Par Panorama - cinéma



 


CONTROVERSES, MYTHOMANIES ET RÉBELLIONS
     
Le 2 avril dernier, Jesus Franco est décédé à l'âge de 82 ans, laissant derrière lui une carrière monumentale de près de 200 films réalisés de 1961 jusqu'à tout récemment, alors qu'il tentait de terminer son dernier opus, Al Pereira vs the Alligator Women. Alors qu'un géant controversé s'en est allé, peu de bruit est cependant parvenu des cercles critiques, voyant dans l'homme un habile faiseur de films érotiques et sanglants, jonglant avec le sadomasochisme comme avec les vampires lesbiennes et les nonnes à l'imaginaire débridé. Or, observer le travail de ce contestataire de premier ordre qui, à plus d'une reprise frôla la folie, c'est prendre compte de l'importance de son discours iconoclaste sous l'Espagne de Franco; c'est aussi saisir que ce n'est pas toujours par les films les plus maîtrisés que le cinéma a défoncé les portes les mieux gondées.

Durant les deux prochains mois, Panorama-cinéma vous offre son petit lexique des « cinéastes maudits », vocable critique aussi pratique qu'il est discutable, aussi relatif qu'il nous apparaît important d'y revenir. Non pour dire de films sans vergogne qu'ils sont nécessairement des chef-d’oeuvres subversifs, mais bien pour amorcer une réflexion sur la lutte et la rage créatrice comme élément esthétique, pour envisager l'accumulation frénétique d'images parfois à honnir, parfois à défendre, comme l'indice d'un cinéma à la recherche de ses limites esthétiques.

Chez Rollin, le fantastique français des années 1970 nous apparaîtra comme la résurrection de Feuillade à l'heure d'Emmanuelle. Chez Welles, la mythomanie d'un génie pluridisciplinaire et incompris par les studios nous fera revenir sur l'un des tous premiers rebelles né de l'industrie elle-même tandis que Dusan Makavejev, lui, nous fera voyager entre la Yougoslavie et le Canada, toujours à la recherche des images lubriques les plus déstabilisantes. Vers la fin du mois de juin, Pier Paolo Pasolini et Glauber Rocha, inventeurs des langages cinématographiques de l'orgie et de la faim, nous plongeront dans une analyse à mi-chemin entre la théologie et la sociologie, entre l'iconographie et la symbologie, faisant de ce cinéma indomptable le véhicule des espérance poético-politiques de l'Italie et du Brésil à leurs heures les plus cruciales.

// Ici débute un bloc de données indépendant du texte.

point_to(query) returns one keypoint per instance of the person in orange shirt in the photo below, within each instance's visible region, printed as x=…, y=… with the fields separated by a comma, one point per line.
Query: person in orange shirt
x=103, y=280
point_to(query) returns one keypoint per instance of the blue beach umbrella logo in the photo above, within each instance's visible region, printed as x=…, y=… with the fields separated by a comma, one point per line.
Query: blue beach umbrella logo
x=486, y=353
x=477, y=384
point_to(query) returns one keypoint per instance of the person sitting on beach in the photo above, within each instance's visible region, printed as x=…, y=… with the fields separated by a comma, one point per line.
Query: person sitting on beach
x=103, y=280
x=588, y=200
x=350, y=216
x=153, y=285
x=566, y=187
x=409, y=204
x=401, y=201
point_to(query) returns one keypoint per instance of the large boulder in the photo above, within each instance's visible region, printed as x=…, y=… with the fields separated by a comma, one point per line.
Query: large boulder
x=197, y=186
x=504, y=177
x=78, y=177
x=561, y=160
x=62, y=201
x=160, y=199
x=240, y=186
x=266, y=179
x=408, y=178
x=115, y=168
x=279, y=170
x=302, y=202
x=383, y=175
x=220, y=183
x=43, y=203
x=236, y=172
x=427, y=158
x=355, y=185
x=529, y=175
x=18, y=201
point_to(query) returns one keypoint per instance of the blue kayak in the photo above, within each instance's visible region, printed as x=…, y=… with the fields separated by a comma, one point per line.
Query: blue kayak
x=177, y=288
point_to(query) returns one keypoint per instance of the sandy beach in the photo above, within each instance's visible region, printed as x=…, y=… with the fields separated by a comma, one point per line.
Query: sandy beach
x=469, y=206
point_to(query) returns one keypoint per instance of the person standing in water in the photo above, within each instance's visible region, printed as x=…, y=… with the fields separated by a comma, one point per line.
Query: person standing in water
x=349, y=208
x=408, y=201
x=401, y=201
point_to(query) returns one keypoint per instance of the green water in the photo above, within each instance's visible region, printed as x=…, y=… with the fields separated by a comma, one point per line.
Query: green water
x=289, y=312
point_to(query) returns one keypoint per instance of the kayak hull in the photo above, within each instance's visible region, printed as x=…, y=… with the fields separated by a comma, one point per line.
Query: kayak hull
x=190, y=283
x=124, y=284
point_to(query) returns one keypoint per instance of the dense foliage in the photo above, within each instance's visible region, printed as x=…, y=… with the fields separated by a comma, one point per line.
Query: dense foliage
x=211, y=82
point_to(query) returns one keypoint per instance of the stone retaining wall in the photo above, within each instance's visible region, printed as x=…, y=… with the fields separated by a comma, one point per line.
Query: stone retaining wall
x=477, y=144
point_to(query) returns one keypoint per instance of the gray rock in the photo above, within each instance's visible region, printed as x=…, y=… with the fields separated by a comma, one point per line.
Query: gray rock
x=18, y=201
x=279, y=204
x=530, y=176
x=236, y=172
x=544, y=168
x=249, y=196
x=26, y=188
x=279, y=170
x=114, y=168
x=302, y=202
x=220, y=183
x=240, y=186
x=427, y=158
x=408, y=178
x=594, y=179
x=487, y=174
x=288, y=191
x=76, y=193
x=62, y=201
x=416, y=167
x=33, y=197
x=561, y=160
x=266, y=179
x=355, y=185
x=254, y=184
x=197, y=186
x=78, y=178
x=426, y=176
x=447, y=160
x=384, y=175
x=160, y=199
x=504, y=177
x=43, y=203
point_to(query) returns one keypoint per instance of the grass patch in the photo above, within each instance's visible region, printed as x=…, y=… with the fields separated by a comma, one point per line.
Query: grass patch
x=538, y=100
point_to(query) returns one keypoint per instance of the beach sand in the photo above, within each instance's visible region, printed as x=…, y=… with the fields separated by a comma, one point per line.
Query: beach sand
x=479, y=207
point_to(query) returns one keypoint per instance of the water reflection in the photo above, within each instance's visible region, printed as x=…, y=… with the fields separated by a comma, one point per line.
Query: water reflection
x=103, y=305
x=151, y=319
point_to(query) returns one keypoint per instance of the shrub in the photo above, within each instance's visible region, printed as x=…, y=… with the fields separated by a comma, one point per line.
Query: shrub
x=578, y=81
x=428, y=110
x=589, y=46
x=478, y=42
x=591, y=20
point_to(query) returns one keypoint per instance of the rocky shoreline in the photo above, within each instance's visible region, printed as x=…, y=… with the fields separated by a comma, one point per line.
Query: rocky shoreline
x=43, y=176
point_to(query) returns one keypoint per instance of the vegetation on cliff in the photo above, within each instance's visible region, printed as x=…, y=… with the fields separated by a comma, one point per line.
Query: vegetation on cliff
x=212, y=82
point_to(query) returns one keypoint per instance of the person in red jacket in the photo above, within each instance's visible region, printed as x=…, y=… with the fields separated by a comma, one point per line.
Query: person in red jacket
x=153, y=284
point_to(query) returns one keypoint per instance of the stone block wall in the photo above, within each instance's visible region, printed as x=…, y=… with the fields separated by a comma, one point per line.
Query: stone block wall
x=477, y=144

Dans les beaux draps de la Cinémathèque

La Cinémathèque québécoise fêtait son cinquantième anniversaire le 18 avril dernier. Outre la qualité indéniable de la bande-annonce signée Diane Obomsawin (elle est ici), puis la bonne idée d'avoir filmé une cinquantaine de capsules vidéo produites par l'INIS (disponibles en partie ici), la cérémonie en hommage au demi-siècle d'existence de l'institution a accumulé les grossièretés et les maladresses.

À commencer par ce numéro d'introduction où des danseurs sont venus valser sur fond des Parapluies de Cherbourg. Derrière eux, l'image du film. Devant nous, une performance « multimédia » - au sens le plus archaïque du terme - où des artistes tentent de se synchroniser maladroitement avec les pas de l'image et les paroles chantées par Catherine Deneuve.

Et là, on se met à cogiter, à se demander pourquoi, de tous les films du cinéma, a-t-on pris ce Jacques Demy. Pourquoi ne pas entamer la soirée sur À tout prendre, joyau du cinéma québécois et réalisé précisément la même année que la fondation de l'institution?
Non, car il fallait, faut-il croire, de la chaire de femme pour vendre la Cinémathèque. Il fallait du chant et du Demy comme il a fallu, durant les quatre ou cinq dernières années, dès que le musée faisait une promotion, la silhouette sensuelle d'Anouk Aimée dans Lola (un autre Demy!). C'est vrai qu'alors que la Cinémathèque peut se vanter d'avoir accompli des cycles prestigieux lors des dernières années (de Epstein à Depardon, de Klein à Mettler en passant par ses séances d'animation et de cinéma muet en musique), il va de soi qu'une pin-up saura tous nous aguicher.

Plus tard dans la soirée, pendant que les fondateurs présents Jacques Giraldeau et Rock Demers n'ont jamais été invité au micro, nous avons eu droit à des numéros tout aussi gênants sur Gone With the Wind et Séraphin : un homme et son pêché (unique performance « québécoise » de la soirée, c'est dire!). Caroline Dhavernas, porte-parole de l'anniversaire, est ensuite revenue sur scène; comme les dames de Demy, comme la Vivien Leigh de Fleming et la Karine Vanasse de Binamé, la présence de l'actrice a confirmé une certaine vision guindée du cinéma, mais aussi de la femme.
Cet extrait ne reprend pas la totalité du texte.